ScalarDB Roadmap
This roadmap provides a look into the proposed future of ScalarDB. The purpose of this roadmap is to provide visibility into what changes may be coming so that you can more closely follow progress, learn about key milestones, and give feedback during development. This roadmap will be updated as new versions of ScalarDB are released.
During the course of development, this roadmap is subject to change based on user needs and feedback. Do not schedule your release plans according to the contents of this roadmap.

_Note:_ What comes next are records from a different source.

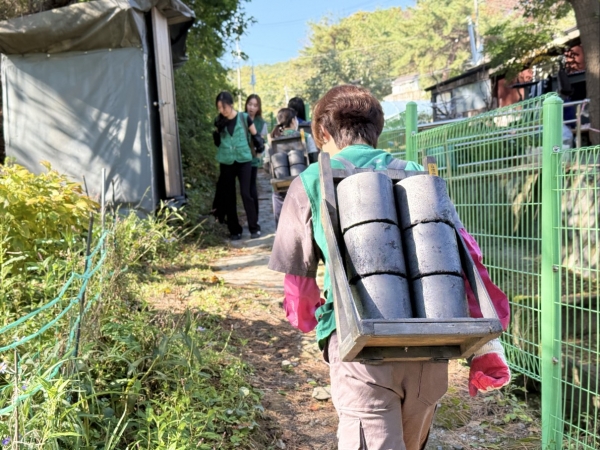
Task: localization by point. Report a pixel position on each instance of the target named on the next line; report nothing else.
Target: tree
(196, 84)
(524, 40)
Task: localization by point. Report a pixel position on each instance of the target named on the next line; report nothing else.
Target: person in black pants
(234, 135)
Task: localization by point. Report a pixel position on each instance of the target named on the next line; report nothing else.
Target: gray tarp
(78, 91)
(75, 111)
(86, 26)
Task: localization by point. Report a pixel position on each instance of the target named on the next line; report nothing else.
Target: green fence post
(552, 422)
(411, 131)
(307, 110)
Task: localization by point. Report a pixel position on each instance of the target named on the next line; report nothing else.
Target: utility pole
(237, 46)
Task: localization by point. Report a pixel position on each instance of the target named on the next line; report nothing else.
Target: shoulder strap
(347, 164)
(244, 118)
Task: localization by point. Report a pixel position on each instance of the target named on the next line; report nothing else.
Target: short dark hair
(297, 104)
(257, 98)
(224, 97)
(350, 114)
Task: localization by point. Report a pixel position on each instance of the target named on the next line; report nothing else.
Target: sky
(281, 26)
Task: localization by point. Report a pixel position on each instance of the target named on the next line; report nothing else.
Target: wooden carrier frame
(375, 341)
(284, 144)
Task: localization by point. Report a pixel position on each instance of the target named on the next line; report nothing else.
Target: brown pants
(384, 407)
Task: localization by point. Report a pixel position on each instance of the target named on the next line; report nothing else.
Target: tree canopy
(372, 49)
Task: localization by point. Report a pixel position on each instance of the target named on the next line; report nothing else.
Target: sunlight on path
(247, 265)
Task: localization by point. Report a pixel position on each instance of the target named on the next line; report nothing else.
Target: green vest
(234, 148)
(361, 156)
(259, 123)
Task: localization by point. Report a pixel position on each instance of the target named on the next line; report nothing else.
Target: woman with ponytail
(287, 125)
(234, 135)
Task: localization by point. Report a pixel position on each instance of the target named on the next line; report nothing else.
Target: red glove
(489, 370)
(302, 298)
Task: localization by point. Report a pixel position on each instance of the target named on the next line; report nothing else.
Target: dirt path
(288, 364)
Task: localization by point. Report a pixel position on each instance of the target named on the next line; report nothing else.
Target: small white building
(90, 86)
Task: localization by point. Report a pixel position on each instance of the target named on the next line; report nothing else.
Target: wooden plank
(475, 281)
(430, 165)
(171, 156)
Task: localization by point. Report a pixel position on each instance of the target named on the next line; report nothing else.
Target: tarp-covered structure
(90, 87)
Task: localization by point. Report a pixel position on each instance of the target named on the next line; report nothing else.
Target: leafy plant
(42, 216)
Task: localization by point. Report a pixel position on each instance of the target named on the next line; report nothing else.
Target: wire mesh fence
(578, 188)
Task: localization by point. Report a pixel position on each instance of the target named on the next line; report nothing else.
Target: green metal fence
(532, 208)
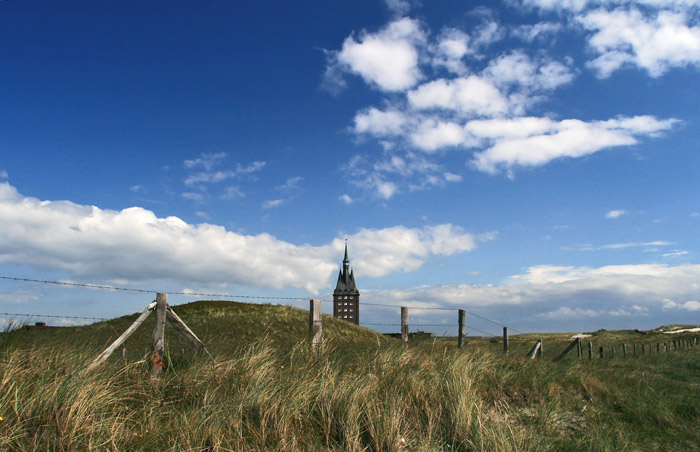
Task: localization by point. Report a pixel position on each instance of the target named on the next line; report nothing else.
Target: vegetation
(263, 391)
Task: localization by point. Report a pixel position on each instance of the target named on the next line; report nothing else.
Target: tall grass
(424, 398)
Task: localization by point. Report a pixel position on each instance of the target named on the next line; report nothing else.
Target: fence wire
(246, 297)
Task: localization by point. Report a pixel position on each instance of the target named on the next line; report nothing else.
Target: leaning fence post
(158, 343)
(315, 325)
(404, 326)
(578, 347)
(535, 349)
(462, 329)
(567, 349)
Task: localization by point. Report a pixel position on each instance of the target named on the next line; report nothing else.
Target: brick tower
(346, 297)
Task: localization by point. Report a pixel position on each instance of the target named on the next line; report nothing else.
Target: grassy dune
(263, 391)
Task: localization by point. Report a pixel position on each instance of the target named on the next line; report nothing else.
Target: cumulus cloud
(630, 38)
(420, 172)
(615, 213)
(566, 291)
(453, 90)
(211, 177)
(567, 138)
(540, 30)
(387, 60)
(135, 245)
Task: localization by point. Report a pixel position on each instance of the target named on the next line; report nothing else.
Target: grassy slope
(263, 391)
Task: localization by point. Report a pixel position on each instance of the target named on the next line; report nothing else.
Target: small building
(346, 297)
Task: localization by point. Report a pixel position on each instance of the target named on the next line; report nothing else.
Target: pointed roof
(346, 277)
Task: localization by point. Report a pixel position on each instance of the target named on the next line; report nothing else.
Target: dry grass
(272, 395)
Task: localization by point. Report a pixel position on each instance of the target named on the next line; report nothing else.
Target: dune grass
(264, 391)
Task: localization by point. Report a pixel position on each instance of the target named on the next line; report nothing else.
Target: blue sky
(532, 161)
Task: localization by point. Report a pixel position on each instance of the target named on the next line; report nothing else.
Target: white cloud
(567, 138)
(615, 213)
(379, 123)
(206, 161)
(568, 313)
(452, 47)
(212, 177)
(232, 192)
(432, 135)
(562, 292)
(387, 59)
(134, 245)
(540, 30)
(272, 203)
(420, 173)
(517, 68)
(472, 95)
(628, 37)
(398, 7)
(197, 197)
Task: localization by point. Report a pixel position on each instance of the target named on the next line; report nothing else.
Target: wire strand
(247, 297)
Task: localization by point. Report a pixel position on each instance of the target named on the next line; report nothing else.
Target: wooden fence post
(462, 329)
(535, 349)
(404, 326)
(578, 347)
(315, 325)
(158, 339)
(567, 349)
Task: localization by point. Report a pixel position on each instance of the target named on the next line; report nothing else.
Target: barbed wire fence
(315, 324)
(234, 297)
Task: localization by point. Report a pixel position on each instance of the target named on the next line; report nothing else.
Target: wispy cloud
(272, 203)
(444, 92)
(612, 214)
(128, 245)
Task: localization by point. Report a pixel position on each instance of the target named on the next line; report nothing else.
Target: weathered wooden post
(315, 325)
(535, 349)
(158, 339)
(462, 329)
(578, 347)
(404, 326)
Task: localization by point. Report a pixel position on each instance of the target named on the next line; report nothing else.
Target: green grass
(264, 391)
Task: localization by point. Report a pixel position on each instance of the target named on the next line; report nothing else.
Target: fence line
(231, 296)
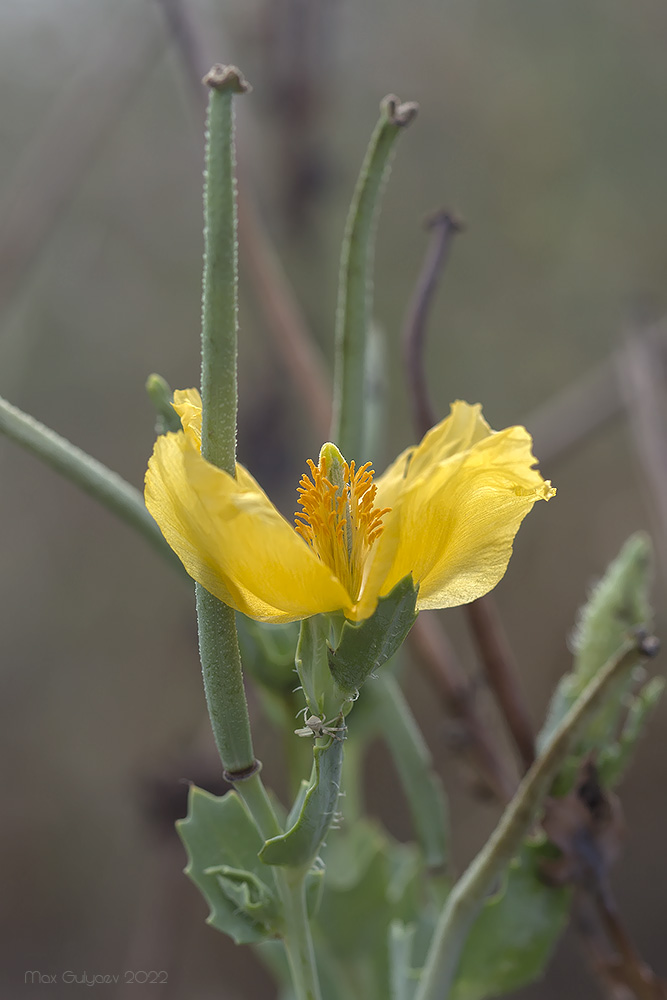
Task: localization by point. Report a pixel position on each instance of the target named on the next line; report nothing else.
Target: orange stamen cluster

If you have a feature request or want to prioritize feature development, please create an issue in GitHub.
CY2024 Q4
New capabilities
- Data virtualization for analytics
- Users will be able to run read-only OLAP SQL queries on diverse data sources through ScalarDB Analytics. ScalarDB Analytics currently supports only ScalarDB-managed data stores, so this enhancement will virtually unify various data stores, like relational databases and NoSQL databases, and files in cloud object stores, like Amazon S3, without regard to whether the data sources are managed by ScalarDB transactions.
- Vector store abstraction
- Users will be able to store and search embeddings (vectors) in and from vector stores through a new vector store interface in ScalarDB. With this feature, users can simplify the process of realizing retrieval-augmented generation (RAG) with large language models (LLMs) by reading data from databases through the existing ScalarDB interface, creating embeddings from the data, and storing and searching the embeddings to and from a vector store through the new interface.
Security
- Fine-grained access control
- Users will be able to authorize accesses to the underlying databases in a finer-grained way. In addition to the current simple authorization where ScalarDB checks if users are authorized to issue particular operations, ScalarDB will check if users can access particular records.
Usability
- Addition of time-related data types
- Users will be able to use time-related data types, which will make their existing applications easier to migrate.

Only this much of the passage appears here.